Below, details about the composition and the number of treatments applied on model samples are reported. The preparation of functionalised particles is described elsewhere [59,60,68].

Treatment 1—CMC@SNP + CNF (T1)

Treatment 1 consisted of a mixture of silica nanoparticles (SNP), functionalised with a cationic layer of polyethylenimine (PEI) and an anionic layer of carboxymethylcellulose (CMC) [from now on called CMC@SNP] and cellulose nanofibres (CNF). The mass ratio between CMC@SNP and CNF was 9:1. The weight concentration of the mixture was 1% in water/isopropanol mixture (1:1 by volume). Two applications were carried out; a total amount of about 8 mL was applied per gram of samples.

Treatment 2—PEI@SNP + CNF (T2)

Treatment 2 consisted of application of SNP, functionalised with PEI [from now on called PEI@SNP], followed by treatment with CNF. PEI@SNP was applied at a weight concentration of 1% water/isopropanol mixture (1:1 by volume), and CNF at 1% (water). Two applications were carried out; a total amount of about 8 mL of PEI@SNP and 4 mL of CNF was applied per gram of samples.
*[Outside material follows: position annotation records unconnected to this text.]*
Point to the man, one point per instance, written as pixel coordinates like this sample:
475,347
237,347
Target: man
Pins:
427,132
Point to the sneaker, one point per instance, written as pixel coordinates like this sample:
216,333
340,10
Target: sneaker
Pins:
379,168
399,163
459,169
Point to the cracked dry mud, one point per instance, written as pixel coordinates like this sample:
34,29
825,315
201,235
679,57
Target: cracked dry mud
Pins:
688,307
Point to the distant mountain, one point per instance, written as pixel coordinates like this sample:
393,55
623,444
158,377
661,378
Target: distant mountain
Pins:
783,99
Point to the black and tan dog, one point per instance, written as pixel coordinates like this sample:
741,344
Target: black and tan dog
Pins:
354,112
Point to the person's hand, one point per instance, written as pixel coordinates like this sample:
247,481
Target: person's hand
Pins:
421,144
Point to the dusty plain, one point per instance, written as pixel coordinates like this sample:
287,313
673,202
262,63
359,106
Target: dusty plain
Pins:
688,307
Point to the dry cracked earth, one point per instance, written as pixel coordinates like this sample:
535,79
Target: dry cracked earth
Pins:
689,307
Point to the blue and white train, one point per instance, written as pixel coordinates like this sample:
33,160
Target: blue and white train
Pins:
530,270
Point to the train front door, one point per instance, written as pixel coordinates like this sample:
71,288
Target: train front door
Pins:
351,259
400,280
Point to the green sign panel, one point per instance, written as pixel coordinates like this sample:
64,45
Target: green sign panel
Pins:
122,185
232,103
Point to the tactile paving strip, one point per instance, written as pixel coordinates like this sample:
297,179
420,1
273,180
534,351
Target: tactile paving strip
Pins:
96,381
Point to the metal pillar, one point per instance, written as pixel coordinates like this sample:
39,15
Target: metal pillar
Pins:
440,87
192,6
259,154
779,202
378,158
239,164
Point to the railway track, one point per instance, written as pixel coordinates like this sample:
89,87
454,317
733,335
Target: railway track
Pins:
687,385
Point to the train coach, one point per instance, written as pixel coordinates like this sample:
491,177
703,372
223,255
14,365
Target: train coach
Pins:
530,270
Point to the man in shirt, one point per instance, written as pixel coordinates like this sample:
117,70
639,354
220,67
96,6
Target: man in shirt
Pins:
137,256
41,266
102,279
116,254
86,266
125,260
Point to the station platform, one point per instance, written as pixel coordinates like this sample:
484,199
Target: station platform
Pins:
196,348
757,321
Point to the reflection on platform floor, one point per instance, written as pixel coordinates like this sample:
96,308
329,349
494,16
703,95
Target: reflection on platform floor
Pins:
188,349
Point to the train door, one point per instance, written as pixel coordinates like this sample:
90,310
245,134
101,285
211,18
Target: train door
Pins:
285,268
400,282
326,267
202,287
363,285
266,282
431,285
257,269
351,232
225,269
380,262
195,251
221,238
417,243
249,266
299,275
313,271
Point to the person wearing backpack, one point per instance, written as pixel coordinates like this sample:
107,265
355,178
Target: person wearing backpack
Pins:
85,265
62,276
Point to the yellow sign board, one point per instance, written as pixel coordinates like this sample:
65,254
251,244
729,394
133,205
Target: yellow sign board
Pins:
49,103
A lower number of CNFs was applied with the aim of not hindering the penetration of PEI@SNP during the second application.

Treatment 3—PVP@SNP + CNC (T3)

Treatment 3 consisted of application of SNP, functionalised with a neutral layer of PVP [from now on called PVP@SNP], followed by treatment with cellulose nanocrystals (CNC). PVP@SNP was applied at a weight concentration of 1% water/isopropanol mixture (1:1 by volume), while CNC at 1.5% (water). Two applications were carried out; a total amount of about 8 mL of PVP@SNP and 4 mL of CNC was applied per gram of samples. A lower amount of CNC was applied with the aim of not hindering the penetration of PVP@SNP during the second application.

Treatment 4—CMC@CaCO

Treatment 4 consisted of application of calcium carbonate nanoparticles (CaCO3), functionalised with PEI and CMC [from now on called CMC@CaCO3]. CMC@CaCO3 was applied at a weight concentration of 2% (water/ethanol, 1:1 by volume). One application was carried out; a total amount of about 8 mL was applied per gram of samples.

Treatment 5—CMC@CaCO

Treatment 5 consisted of application of CMC@CaCO3, followed by treatment with PVP@SNP and with CNC. All the dispersions were applied at a weight concentration of 2%. One application was carried out; a total amount of about 8 mL of CMC@CaCO3, 8 mL of PVP@SNP and 1.7 mL of CNC was applied per gram of samples.

Treatment 6—CMC@CaCO

Treatment 6 consisted of application of CMC@CaCO3, followed by treatment with CNC. All the dispersions were applied at a weight concentration of 2%. One application was carried out; a total amount of about 8 mL of CMC@CaCO3 and 8 mL of CNC was applied per gram of samples.

Treatment 7—CMC@CaCO

Treatment 7 consisted of application of CMC@CaCO3, followed by treatment with CMC@SNP. CMC@CaCO3 was applied at a weight concentration of 2%, while CMC@SNP at 1%. One application was carried out; a total amount of about 8 mL of CMC@CaCO3 and 8 mL of CMC@SNP was applied per gram of samples.

Treatment 8—CMC@CaCO

Treatment 8 consisted of application of CMC@CaCO3, followed by treatment with PVP@SNP and with CNC. All the dispersions were applied at a weight concentration of 2%. One application by brush was carried out; a total amount of about 2 mL of CMC@CaCO3, 1.4 mL of PVP@SNP and 0.4 mL of CNC was applied per gram of samples.

2.4. Accelerated Ageing

To trigger the degradation of cellulose due to the presence of the iron-tannate dye, samples were aged at high temperature (70.5 ± 0.5 °C) and controlled relative humidity (49 ± 2%) in a WTC binder KBF240 oven. In the absence of a recognised standard for accelerated ageing of textiles in conservation research, 70 °C, rather than the more commonly used 80 °C, was chosen because the starting material was already severely degraded. 70 °C had also been used in related studies [67]. A constant RH typical for storage conditions was used to simulate as much as possible a realistic deterioration mechanism, which was proven to be more dependent on moisture than on temperature [69]. The ageing lasted for two weeks for the first set of samples (T1-3 + T0) and one week for the second set of samples (T4-8 + T0). Based on sample T0, whether ageing was conducted for one or for two weeks, degradation occurred to similar extent. Therefore, it was decided to use only one week in the second series of test.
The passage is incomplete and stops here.